Why I scoped TubeVocab to YouTube only and skipped TikTok and Bilibili

#sideprojects #startup #product #learning

The most common feedback on a YouTube-based vocabulary tool is some version of "this is great, can you add TikTok next?" Or Instagram Reels. Or Bilibili for Chinese learners. Or Netflix. Or any platform with subtitled video.

I considered all of them. I built TubeVocab as a YouTube-only product on purpose. The decision was less about engineering effort and more about content quality and learner outcomes.

Captions are not a commodity

A vocabulary tool that mines comprehensible input from video stands or falls on caption quality. Without a clean caption track, every downstream feature — click-to-flashcard, dictation, cloze tests, vocabulary in context — degrades.

YouTube's caption ecosystem has three things going for it that other platforms do not:

A massive base of human-edited captions from creators who care about accessibility and SEO.
Automatic captions that, while imperfect, are usable for popular speakers and standard accents.
A long-standing public API that lets a learning tool read the caption track without scraping fragile HTML.

TikTok captions are heavily auto-generated, often inaccurate, and frequently burned into the video as visual overlays rather than text. Instagram captions are similar. Netflix subtitles are high quality but locked inside DRM. Bilibili has good captions but a Chinese-speaking user base that is not the dominant target for an English learning tool.

A vocabulary tool built on the wrong caption source is built on sand.

Watch time and content length matter

YouTube is unique among video platforms in the variety of content length it supports. A learner can find a five-minute explainer or a ninety-minute documentary on essentially any topic, in any English accent.

Vocabulary acquisition through video requires extended exposure to coherent speech. A ten-second TikTok cannot give a learner the same kind of language exposure that a fifteen-minute YouTube video can. The information density per minute is similar, but the contextual scaffolding inside a longer video helps learners attach new words to surrounding ideas.

A tool that depends on long-form context simply works better on a platform that hosts long-form content. Scoping TubeVocab to YouTube made each saved word more useful, because each word came from a more complete contextual moment.

Focused scope beats feature breadth

There is a familiar pull in product design to support every adjacent platform "for completeness". The downside is that completeness drains energy from the depth of the experience on any single platform.

For TubeVocab, supporting YouTube alone means I can build features that exploit YouTube specifically: deep linking to a specific second of a video, channel-aware vocabulary grouping, recommendation against a learner's watched list, transcript-level cloze tests. Each of those would have to be reinvented per platform if the tool tried to serve all video sources at once.

Depth on one platform beats shallow coverage of five.

The exception is the rule

Plenty of learners genuinely watch a mix of YouTube and other video sources. For those learners, TubeVocab covers only part of their habit. That is fine. A vocabulary tool does not need to capture every word the learner ever encounters. It needs to capture enough words, often enough, with enough context, to build a useful flashcard deck and a stable review habit.

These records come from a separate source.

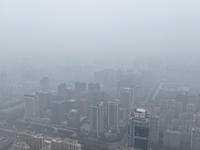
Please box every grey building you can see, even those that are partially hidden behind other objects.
[51,101,65,125]
[128,108,150,150]
[90,102,104,135]
[107,101,120,130]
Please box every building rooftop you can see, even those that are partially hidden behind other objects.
[1,103,25,113]
[52,138,80,145]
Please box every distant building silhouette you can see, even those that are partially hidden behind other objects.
[128,108,150,150]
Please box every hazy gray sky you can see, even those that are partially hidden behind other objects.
[0,0,200,62]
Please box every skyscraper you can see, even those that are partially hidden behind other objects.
[90,102,104,135]
[190,127,200,150]
[108,101,120,130]
[58,83,67,95]
[40,77,49,91]
[75,82,86,98]
[51,138,81,150]
[51,101,65,125]
[24,94,39,117]
[120,88,134,115]
[128,108,150,150]
[150,116,159,144]
[19,131,44,150]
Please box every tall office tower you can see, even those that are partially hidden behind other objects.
[67,109,80,128]
[186,103,195,114]
[9,141,30,150]
[75,82,86,98]
[141,71,152,88]
[19,131,44,150]
[24,94,39,117]
[0,72,8,87]
[120,88,134,115]
[90,102,104,135]
[190,127,200,150]
[163,130,181,149]
[36,92,53,111]
[108,101,120,130]
[51,101,65,125]
[150,116,159,144]
[58,83,67,95]
[88,83,101,92]
[51,138,81,150]
[91,91,101,103]
[65,99,78,113]
[78,98,89,116]
[176,92,198,111]
[40,77,50,91]
[128,108,150,150]
[193,113,200,127]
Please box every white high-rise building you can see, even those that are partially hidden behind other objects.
[150,116,159,144]
[19,131,44,150]
[90,102,104,135]
[24,94,39,117]
[163,130,181,149]
[120,88,134,115]
[128,108,150,150]
[108,101,120,130]
[51,138,81,150]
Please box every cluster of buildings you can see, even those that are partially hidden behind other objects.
[9,131,81,150]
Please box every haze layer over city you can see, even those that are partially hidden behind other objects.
[0,0,200,150]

For learners whose YouTube watching is a meaningful chunk of their English input, scoping to YouTube is plenty. For learners whose YouTube watching is incidental, no tool would help much anyway.

The lesson

Picking the right single platform and building deeply on it is a more honest strategy than trying to be everywhere. It also keeps the development surface small enough that a tiny team can ship real improvements every week instead of patching integration breakage on five different APIs.

For a vocabulary tool, content quality and content length determine the ceiling. YouTube wins on both, by a margin that makes adding TikTok or Bilibili a worse product, not a more inclusive one.